Through some complicated algorithm, it was determined that each contestant would start at slightly different times, seconds apart. They donned their headphones, and I imagine at that moment their world became only the symphony being piped into their ears and the huge dry-erase grid in front of them. Too bad they couldn’t hear what we heard — the hilarious commentary of Ophira Eisenberg, from NPR’s “Ask Me Another,” and puzzlemaker Greg Pliska. Noting how all three were having trouble with “Physicist Georges who first proposed the Big Bang Theory” (LEMAITRE; I didn’t know it either), Ophira observed, “This guy must be like, what do I have to do? I discovered the universe!”
Tyler, Dan and Howard held their puzzles in one hand and dry-erase markers with the other. They had to write vertically, which looked uncomfortable. They smudged out mistakes with their fists and fingers. They squatted and knelt and crouched to reach the lower squares, which also looked uncomfortable. Dan jumped out to an early lead. Tyler surged forward. Dan picked up steam. Howard soldiered away. Tyler put down a wrong answer. He didn’t fix it for what seemed the longest time. Dan got it right. Howard got it right. Tyler fixed it! It looked like Tyler just might reclaim his OH MY GOD DAN IS DONE AND A HALF SECOND LATER TYLER IS DONE! THEY FINISH LITERALLY A HALF SECOND APART!

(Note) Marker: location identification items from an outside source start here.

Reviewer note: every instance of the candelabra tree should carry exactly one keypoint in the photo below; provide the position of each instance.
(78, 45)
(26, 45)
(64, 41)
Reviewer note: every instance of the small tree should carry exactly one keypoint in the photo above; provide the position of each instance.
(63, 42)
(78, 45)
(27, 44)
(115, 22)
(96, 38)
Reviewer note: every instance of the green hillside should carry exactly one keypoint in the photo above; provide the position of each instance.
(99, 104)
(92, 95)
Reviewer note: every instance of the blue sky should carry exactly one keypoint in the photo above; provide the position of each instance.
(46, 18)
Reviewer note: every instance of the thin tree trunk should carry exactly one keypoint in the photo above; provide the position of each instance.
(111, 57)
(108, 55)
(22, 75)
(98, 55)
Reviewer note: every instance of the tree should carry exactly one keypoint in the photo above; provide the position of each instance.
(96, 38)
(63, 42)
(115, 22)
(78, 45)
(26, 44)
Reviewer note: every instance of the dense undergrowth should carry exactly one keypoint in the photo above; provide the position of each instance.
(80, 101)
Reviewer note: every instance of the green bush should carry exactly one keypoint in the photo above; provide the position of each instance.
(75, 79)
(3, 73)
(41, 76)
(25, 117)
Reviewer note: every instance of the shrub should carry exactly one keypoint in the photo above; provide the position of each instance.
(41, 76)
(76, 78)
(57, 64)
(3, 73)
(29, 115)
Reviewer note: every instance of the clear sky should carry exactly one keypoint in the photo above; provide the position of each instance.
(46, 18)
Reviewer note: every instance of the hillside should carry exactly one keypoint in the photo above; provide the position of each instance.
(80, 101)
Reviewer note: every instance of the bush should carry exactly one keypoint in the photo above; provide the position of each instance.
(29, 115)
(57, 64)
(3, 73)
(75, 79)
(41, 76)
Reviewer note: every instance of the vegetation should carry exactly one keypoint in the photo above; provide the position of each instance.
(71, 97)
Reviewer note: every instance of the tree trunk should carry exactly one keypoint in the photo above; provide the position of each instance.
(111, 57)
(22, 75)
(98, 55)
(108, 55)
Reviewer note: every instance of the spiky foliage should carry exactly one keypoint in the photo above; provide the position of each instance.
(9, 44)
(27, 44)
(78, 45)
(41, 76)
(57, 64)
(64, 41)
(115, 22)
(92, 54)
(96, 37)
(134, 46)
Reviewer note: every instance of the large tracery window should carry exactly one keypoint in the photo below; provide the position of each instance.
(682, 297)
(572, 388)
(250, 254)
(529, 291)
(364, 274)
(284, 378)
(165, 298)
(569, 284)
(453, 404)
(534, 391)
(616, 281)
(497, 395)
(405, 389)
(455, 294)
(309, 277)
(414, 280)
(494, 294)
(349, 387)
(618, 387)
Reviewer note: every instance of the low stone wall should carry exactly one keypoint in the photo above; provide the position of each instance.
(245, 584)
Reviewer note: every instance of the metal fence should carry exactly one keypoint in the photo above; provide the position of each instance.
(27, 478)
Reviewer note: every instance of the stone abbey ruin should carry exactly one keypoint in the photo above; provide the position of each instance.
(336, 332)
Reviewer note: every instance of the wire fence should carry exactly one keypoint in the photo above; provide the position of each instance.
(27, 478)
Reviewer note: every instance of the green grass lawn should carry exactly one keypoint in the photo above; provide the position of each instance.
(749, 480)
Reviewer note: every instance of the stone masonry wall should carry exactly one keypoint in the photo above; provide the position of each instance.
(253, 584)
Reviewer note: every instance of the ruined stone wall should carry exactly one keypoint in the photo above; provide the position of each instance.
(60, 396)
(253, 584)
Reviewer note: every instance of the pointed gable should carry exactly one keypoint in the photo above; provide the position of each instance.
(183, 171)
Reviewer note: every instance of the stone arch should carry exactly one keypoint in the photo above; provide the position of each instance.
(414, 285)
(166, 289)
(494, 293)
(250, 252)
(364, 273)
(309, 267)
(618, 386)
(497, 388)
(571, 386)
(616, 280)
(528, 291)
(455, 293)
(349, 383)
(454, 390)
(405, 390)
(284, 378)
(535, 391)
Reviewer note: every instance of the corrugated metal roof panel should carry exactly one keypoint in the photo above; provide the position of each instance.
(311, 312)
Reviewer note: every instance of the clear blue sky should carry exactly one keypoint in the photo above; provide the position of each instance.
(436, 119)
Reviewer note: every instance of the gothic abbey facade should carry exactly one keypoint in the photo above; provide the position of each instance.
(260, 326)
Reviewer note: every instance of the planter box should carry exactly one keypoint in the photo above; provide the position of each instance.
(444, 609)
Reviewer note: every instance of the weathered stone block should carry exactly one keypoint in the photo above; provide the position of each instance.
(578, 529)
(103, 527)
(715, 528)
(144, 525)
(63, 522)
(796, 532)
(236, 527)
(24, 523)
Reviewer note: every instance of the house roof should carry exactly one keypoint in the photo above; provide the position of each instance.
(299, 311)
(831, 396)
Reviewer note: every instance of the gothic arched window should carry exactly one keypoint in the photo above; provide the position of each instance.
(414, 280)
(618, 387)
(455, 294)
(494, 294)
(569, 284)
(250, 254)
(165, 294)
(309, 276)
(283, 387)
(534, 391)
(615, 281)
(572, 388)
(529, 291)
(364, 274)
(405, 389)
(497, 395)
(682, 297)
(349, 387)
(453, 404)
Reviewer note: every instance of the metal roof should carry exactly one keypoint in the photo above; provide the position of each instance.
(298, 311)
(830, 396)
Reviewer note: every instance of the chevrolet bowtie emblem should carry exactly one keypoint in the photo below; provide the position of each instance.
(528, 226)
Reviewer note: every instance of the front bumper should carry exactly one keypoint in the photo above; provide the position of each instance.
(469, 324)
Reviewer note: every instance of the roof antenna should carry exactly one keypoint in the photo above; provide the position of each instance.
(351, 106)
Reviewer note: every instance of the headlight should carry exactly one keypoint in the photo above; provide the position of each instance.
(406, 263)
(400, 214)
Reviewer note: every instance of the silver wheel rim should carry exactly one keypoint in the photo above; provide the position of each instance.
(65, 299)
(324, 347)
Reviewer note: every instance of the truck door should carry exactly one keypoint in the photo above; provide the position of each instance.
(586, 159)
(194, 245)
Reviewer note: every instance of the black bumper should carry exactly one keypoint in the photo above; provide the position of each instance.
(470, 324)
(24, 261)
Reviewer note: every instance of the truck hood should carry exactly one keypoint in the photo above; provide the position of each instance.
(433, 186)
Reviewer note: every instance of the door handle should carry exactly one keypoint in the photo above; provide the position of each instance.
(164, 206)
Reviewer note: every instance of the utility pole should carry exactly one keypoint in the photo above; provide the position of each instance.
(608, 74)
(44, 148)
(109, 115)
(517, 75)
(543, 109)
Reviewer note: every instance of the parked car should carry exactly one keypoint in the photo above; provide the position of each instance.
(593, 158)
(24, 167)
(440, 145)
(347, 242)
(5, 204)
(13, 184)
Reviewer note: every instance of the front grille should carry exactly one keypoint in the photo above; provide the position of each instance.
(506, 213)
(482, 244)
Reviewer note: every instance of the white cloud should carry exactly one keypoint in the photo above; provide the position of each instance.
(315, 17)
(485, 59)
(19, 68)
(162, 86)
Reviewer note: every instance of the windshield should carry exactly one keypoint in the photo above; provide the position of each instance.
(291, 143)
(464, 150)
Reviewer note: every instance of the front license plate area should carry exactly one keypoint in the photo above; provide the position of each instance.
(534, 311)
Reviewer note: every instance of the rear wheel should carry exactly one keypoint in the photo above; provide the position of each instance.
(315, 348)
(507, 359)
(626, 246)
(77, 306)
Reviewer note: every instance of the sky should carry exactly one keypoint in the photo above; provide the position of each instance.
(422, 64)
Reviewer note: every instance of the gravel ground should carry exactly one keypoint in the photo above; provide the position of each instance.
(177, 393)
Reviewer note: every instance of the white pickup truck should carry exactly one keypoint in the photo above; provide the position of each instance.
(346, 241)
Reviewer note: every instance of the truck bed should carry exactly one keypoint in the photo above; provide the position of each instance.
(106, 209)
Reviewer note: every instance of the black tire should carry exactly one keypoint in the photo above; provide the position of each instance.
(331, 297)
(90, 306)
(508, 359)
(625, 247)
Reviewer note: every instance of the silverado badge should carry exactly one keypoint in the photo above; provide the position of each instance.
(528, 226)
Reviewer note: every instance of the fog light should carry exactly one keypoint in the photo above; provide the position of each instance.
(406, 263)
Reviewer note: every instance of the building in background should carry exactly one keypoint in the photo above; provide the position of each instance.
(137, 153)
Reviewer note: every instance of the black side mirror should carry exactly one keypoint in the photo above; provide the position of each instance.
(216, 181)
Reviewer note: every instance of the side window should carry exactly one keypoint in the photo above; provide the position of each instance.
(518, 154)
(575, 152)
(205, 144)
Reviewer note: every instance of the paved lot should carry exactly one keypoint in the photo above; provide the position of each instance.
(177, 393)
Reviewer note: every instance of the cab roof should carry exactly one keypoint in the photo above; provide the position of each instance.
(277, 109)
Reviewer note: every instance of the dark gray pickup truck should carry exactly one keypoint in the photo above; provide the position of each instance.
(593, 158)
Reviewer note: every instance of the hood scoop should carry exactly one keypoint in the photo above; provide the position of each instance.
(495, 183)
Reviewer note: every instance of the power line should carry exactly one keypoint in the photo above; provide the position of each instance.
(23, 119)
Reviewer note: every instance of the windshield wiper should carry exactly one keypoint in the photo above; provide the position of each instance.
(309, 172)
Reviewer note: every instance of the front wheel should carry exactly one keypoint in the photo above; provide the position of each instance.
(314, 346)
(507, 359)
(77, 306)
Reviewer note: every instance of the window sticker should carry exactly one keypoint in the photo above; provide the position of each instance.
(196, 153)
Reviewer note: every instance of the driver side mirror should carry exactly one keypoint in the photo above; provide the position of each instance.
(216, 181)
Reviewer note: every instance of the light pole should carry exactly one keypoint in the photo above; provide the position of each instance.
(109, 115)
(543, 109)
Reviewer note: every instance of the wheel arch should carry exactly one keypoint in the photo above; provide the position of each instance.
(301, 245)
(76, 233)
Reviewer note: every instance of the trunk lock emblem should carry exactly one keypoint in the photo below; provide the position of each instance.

A sixth win for Dan Feyer! Tyler collapsed to the floor in mock, or not so mock, agony. The audience screamed and hooted. “How many trophies does one person need, Dan?” Ophira Eisenberg asked, reasonably. No one seemed to notice that Howard was still solving.
Dan Feyer, Tyler Hinman, Howard Barker — finishers one, two and three. And Mary Jean Babic? Way down at 411 — but with a bullet, baby! I’m already planning my strategy for nabbing a prize in 2016. It may or may not involve moving to Canada.